The grievances of the Kurds between the old Ottomans and the new Ottomans!!
The Kurds represent a unique human condition in their existence and their struggle for life. They are among the few peoples who were stranded in history and their suffering was distributed among three countries: Turkey, Iraq, and Iran.
They have sacrificed enough and it is time for them to regain their right because they are considered a great nation that contributed to the making of Islamic civilization and provided martyrs and leaders. They established the Ayyubid state, which had great contributions in confronting the Crusades, and preserving the region from the Crusader oppression launched by the kings of the European sects.
Undoubtedly, the Kurds are not new to the region and are not a burden as the Turks try to describe them. They belong to a unique indigenous race. They were never a part of the Turkish race; so that they could ignore them and despise their demands and rights.
More than 30 million Kurds inhabit this region of the world, who did not descend from Mars, but are an authentic people who grew up in the region between western Iran to the Mediterranean Sea and from northern Syria to the end of Anatolia in central Turkey.

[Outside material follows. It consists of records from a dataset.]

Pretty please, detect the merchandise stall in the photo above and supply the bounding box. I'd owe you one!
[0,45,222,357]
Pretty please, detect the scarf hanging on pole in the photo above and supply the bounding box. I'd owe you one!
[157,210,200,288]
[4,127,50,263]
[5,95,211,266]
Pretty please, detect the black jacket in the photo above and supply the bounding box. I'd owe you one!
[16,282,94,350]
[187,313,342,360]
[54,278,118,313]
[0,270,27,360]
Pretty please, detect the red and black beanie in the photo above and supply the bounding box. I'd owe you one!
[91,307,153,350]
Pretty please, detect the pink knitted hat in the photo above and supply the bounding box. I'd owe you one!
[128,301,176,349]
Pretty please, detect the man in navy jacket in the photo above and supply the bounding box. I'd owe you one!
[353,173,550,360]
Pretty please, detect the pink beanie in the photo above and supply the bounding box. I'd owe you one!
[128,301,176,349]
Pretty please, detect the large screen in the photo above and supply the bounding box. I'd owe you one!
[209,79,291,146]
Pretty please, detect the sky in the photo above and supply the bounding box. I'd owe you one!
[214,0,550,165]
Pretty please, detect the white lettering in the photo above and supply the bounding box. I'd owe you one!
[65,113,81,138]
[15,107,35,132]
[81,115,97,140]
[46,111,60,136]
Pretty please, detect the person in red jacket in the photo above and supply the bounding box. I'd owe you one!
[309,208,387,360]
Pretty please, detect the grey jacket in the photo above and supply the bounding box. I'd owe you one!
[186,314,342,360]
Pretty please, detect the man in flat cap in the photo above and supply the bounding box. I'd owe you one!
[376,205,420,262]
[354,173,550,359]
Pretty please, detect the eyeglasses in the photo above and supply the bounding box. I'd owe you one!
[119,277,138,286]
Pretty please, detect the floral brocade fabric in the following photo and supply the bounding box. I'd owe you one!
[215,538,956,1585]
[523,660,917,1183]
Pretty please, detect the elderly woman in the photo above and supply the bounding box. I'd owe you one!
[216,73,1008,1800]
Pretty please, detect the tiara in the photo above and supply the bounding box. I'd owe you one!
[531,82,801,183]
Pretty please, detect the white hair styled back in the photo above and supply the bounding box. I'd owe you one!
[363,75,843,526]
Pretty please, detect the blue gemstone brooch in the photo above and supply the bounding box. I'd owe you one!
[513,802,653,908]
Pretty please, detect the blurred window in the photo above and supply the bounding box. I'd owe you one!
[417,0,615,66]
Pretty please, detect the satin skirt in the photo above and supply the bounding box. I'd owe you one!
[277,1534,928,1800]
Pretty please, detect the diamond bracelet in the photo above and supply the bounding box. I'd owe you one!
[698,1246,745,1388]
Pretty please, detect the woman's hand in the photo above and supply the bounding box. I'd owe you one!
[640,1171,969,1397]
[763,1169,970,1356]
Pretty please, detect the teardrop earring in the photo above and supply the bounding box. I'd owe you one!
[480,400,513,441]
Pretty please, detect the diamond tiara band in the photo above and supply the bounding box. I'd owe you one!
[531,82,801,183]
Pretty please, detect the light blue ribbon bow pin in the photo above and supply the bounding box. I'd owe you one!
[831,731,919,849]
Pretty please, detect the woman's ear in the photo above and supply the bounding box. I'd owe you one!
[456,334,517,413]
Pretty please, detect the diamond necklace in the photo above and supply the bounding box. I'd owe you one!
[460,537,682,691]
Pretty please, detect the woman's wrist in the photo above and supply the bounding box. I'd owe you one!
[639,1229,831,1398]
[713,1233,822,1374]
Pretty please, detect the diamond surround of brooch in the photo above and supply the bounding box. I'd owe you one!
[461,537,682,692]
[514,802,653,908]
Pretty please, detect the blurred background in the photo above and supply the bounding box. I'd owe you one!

The Kurdish struggle is long and continuous for the sake of life and to get their minimum rights from the Turkish occupiers. The Kurds are among the few nations in the world that are still under occupation and have not obtained their independence and the right to self-determination. They are a part of the suffering of a people whose roots are deep in the East, thousands of years before the Turkish reign. On the other hand, the Turkish-Uyghur race came from East Asia, immigrating to the Kurdish lands in Diyarbakir and Anatolia, and occupied them claiming its right to them, establishing its empire at the expense of the Kurds.
With the end of the Ottoman Empire, the first clearly defined Kurdish uprising against the Ottoman Turkish occupation began in 1880 AD, demanding its rights, followed by smaller uprisings, but it adopted those legitimate demands, until the conflict escalated with the birth of the Turkish Republic by Mustafa Kemal Ataturk and until today.
In 1924, the Kurdish militant Sheikh Said Piran (Seîdê Pîranî) assumed the presidency of the Kurdish Azadi Association, which established a liberation movement against Turkish rule to obtain their national rights, which came after the great rise of Turkish racism that glorified the Turkish race and adopted hostility to other peoples and races, especially Arabs, Armenians and Kurds. The Turkish government led a comprehensive campaign to eliminate the Kurdish struggle. That campaign led to the killing, displacement and expulsion of the struggling families, and the dispersal of innocent people in the Turkish south, where most of the Kurds live.
Sheikh Said Al Kurdi led his popular movement, which included 14 states that represented most of the Kurdish lands in southeastern Turkey, in which about 600,000 Kurds participated, according to many sources. As for the Kurdish narratives, they confirmed the participation of many Circassians, Arabs, Armenians and Assyrians who believed in the project of liberation against the Turkish occupation.
The Turkish oppression of the Kurds did not stop, as they made them inferior to the Turks and underestimated them. However, in 1973 a small group of Kurdish militants under the leadership of Abdullah Oglan (Ebdullah Ocelan) issued a national declaration confirming the preservation of Kurdish identity in Turkey. In 1974, the group decided to start a campaign for the rights of their people.
The dispute with the Turks grew with the launch of the Kurdistan Workers’ Party (partiya karkerên Kurdistan) in 1978, which took upon itself the issue of the struggle against the Turkish occupation. During the long period of conflict, Turkey’s Kurds lived through a dark and bleak period of oppression, intimidation, denial, and ethnic assimilation into Turkish nationalism. The matter reached the point of forcing the Kurds to disavow their origin, language, culture and national identity.
If we want to summarize the suffering of the Kurdish people, we can say:
Today’s Turks are not better than their Ottoman predecessors. Since their occupation of the Kurdish lands, the “Ottoman” Turkish governments have launched organized military genocide operations against the Kurdish people, especially in the isolated regions of Diyarbakir, where military and repressive provisions are applied that no occupier had used.
Among those unjust measures imposed by the Turkish occupier on the Kurdish people are the prohibition of the use of the Kurdish language, the prohibition of manifestations of Kurdish identity, and the abolition of Kurdish heritage, dances, feasts and Kurdish events. All this is in addition to the imprisonment of prominent leaders and their displacement from their original homes, limiting their movements and transferring them to northern Turkish cities, in addition to depriving the Kurds of the sensitive public jobs.